Eighteen footprints in the sand

by laughingpineapple



Category: The Last Guardian (Video Game)
Genre: Found Family (of tricos), Future Fic, Gen, Mild Cuddling (tricos), Travel, Worldbuilding
Language: English
Status: Completed
Published: 2019-12-24
Updated: 2019-12-24
Packaged: 2021-02-26 05:54:43
Rating: General Audiences
Warnings: No Archive Warnings Apply
Chapters: 1
Words: 1,239
Publisher: archiveofourown.org
Story URL: https://archiveofourown.org/works/21838558
Author URL: https://archiveofourown.org/users/laughingpineapple/pseuds/laughingpineapple
Summary: Night scene from a long journey. The tomb was empty.
Relationships: The Boy & Trico (The Last Guardian)
Comments: 3
Kudos: 31
Collections: Yuletide 2019





	Eighteen footprints in the sand

**Author's Note:**

  * For [Siver](https://archiveofourown.org/users/Siver/gifts).

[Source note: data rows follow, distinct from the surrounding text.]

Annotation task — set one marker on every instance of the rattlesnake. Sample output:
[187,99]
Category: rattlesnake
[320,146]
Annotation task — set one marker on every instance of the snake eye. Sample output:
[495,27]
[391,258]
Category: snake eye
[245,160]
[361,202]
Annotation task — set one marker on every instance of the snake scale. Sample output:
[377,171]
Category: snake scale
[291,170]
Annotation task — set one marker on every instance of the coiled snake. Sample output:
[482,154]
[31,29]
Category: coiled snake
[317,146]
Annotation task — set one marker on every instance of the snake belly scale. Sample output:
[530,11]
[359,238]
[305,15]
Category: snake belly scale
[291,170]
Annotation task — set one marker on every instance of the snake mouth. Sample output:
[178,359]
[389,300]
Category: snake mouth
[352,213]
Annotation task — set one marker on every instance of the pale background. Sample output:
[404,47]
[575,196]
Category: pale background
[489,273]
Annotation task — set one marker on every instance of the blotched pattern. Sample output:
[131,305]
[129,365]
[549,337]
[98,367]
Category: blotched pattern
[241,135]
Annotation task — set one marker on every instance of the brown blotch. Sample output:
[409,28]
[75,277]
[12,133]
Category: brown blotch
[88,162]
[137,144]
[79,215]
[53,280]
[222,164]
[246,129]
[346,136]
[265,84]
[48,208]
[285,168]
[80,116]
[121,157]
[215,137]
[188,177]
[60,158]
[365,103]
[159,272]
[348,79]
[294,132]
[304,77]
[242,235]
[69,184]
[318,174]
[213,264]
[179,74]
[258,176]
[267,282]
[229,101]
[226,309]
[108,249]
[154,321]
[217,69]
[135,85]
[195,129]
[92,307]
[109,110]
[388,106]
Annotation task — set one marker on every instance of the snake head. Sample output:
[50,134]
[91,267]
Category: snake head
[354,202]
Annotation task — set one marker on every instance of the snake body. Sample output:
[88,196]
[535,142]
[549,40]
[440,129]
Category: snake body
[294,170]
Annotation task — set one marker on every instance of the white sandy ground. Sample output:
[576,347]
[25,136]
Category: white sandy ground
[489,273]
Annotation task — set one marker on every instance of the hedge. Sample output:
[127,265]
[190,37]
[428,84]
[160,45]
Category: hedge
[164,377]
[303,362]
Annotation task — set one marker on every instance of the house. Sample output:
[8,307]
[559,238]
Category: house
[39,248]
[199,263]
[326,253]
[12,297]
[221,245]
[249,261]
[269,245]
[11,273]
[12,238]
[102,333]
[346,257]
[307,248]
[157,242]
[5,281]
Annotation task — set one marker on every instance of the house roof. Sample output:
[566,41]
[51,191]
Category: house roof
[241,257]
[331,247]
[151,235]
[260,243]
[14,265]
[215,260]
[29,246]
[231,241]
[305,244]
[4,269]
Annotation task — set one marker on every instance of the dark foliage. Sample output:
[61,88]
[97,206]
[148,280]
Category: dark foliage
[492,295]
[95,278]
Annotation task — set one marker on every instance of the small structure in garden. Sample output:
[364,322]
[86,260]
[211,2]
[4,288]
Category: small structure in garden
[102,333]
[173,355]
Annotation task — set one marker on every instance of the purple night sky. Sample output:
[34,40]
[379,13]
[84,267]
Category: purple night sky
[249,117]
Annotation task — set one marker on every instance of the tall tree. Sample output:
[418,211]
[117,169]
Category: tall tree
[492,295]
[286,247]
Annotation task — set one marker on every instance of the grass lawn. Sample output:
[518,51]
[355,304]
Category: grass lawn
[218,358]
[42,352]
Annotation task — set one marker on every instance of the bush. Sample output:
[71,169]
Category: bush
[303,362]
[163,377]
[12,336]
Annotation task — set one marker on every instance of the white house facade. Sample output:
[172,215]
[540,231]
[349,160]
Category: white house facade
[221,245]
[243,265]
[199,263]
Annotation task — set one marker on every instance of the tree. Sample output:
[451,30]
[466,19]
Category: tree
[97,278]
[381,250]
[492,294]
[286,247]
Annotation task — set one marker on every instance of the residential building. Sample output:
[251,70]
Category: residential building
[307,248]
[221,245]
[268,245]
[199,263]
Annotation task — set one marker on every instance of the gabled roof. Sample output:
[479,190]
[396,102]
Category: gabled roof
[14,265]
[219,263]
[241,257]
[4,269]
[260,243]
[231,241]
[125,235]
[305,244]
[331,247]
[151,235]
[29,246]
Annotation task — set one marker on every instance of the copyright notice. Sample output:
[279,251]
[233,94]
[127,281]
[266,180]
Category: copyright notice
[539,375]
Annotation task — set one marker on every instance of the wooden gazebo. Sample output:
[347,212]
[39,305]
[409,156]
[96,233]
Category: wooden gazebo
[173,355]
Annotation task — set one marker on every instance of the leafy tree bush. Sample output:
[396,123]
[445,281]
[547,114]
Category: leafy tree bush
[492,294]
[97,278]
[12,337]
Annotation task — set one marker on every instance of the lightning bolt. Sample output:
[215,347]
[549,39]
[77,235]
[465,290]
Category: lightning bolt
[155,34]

Three travellers met in a red desert, under a ruined arch. Motifs and symbols criss-crossed around the remnants of a wall and the tiles underneath, reaching out toward the dilapidated remains of a well. A beloved place once, long before their time, a sacred place heavy with stories etched in the stone. The travellers were all strangers to this land and could not read them, but they paid respects and shared their own like they shared their food and water.

“There is a tower like the one you seek,” one of them said. “They speak of it in a harbour to the East.”

“It lies out in the sea,” continued the other. “When the sky’s darker than the water, the horizon’s veil parts to show its might. Or so it goes.”

“The tower is white as snow, glimmering in the dying sunlight. Rising higher than the tallest palace, it blooms in a wide terrace kissed by the clouds.”

“A princess awaits her destiny there.”

“They say that about a lot of stories,” said the third man, who had remained silent for a while, ruffling the long grey feathers in his mantle and smoothing them out again.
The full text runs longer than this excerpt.